Могучие союзники работали на эсэсовцев: холод и голод, вши и дизентерия, четкий распорядок, поддерживаемый пулеметами и резиновыми палками. Одно могли противопоставить фронту многочисленных врагов пленные — ненависть и свою сплоченность.
Не будь этого, продолжительность жизни в концлагере сократилась бы в сотни раз.
Ветераны концлагеря вливали во вновь прибывавших ненависть щедрыми немерянными порциями. Вливали без ограничения, часто неосознанно, своими рассказами. То, о чем они рассказывали по ночам, не вмещалось в сознании и казалось Виктору немыслимым бредом. Эти рассказы вперемежку с анекдотами о попах и попадьях приводили новичков в трепет.
Восьмой блок отличался в этом отношении от остальных семи тем, что здесь разговаривали обо всем на свете, кроме еды. Это стало вроде своеобразной традиции. Но однажды и здесь прорвалось… Случилось это через неделю после того, как Виктор попал в концлагерь. Одному из новоприбывших стало невмоготу терпеть, и он стал наяву бредить о хлебе. Никто его не прерывал до тех пор, пока в бараке не повисла зловещая тишина: еще мгновение, и забывшие все на свете, кроме желания есть, люди могли бы решиться на крайность. Разметать сделанный на живую нитку барак, броситься под пули охранников, обвиснуть тряпками на колючей изгороди.

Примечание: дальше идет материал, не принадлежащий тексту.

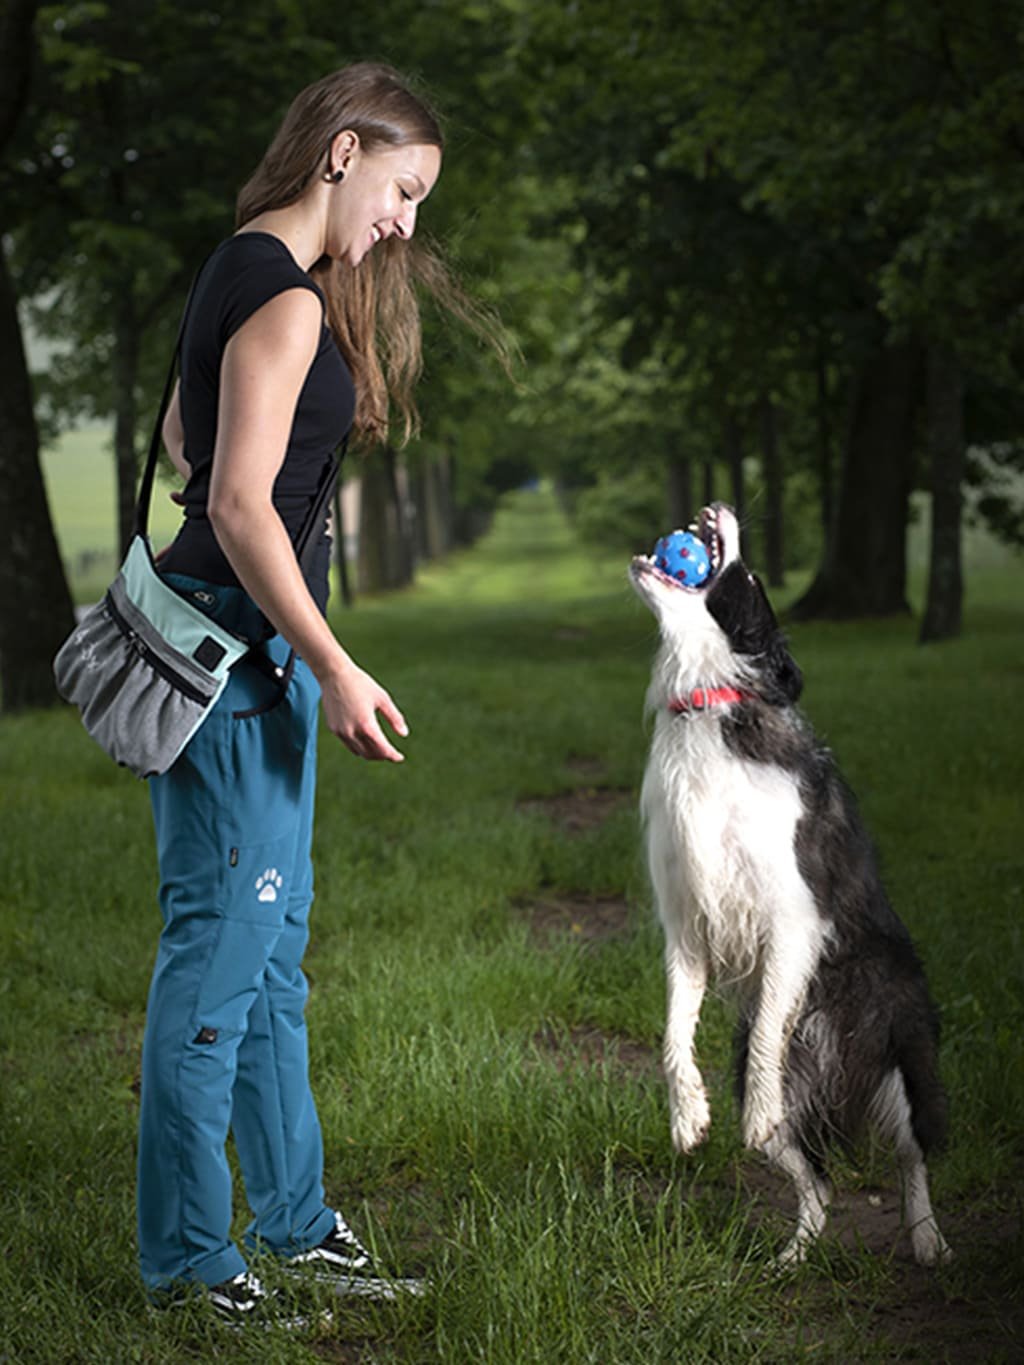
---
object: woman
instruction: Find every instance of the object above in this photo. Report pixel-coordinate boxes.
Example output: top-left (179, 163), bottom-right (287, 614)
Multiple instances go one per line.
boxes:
top-left (140, 63), bottom-right (445, 1319)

В этот момент из дальнего угла раздался голос:
— Жрать хотите, братцы? Терпеть невмоготу?
Никто не отозвался. После томительной паузы тот же голос продолжал:
— Всего-то вы здесь каких-нибудь восемь ден, а я вот полтора месяца, братцы. Полтора! — для большей убедительности добавил он. — Нельзя в нашем положении о жратве мозговать, добром не кончится.
Говоривший смолк, словно внезапно захлебнулся. Кто-то, не в силах сдержаться, надрывно кашлял, и этот сухой с посвистыванием кашель лишь резче подчеркивал неестественную тишину в многолюдном бараке.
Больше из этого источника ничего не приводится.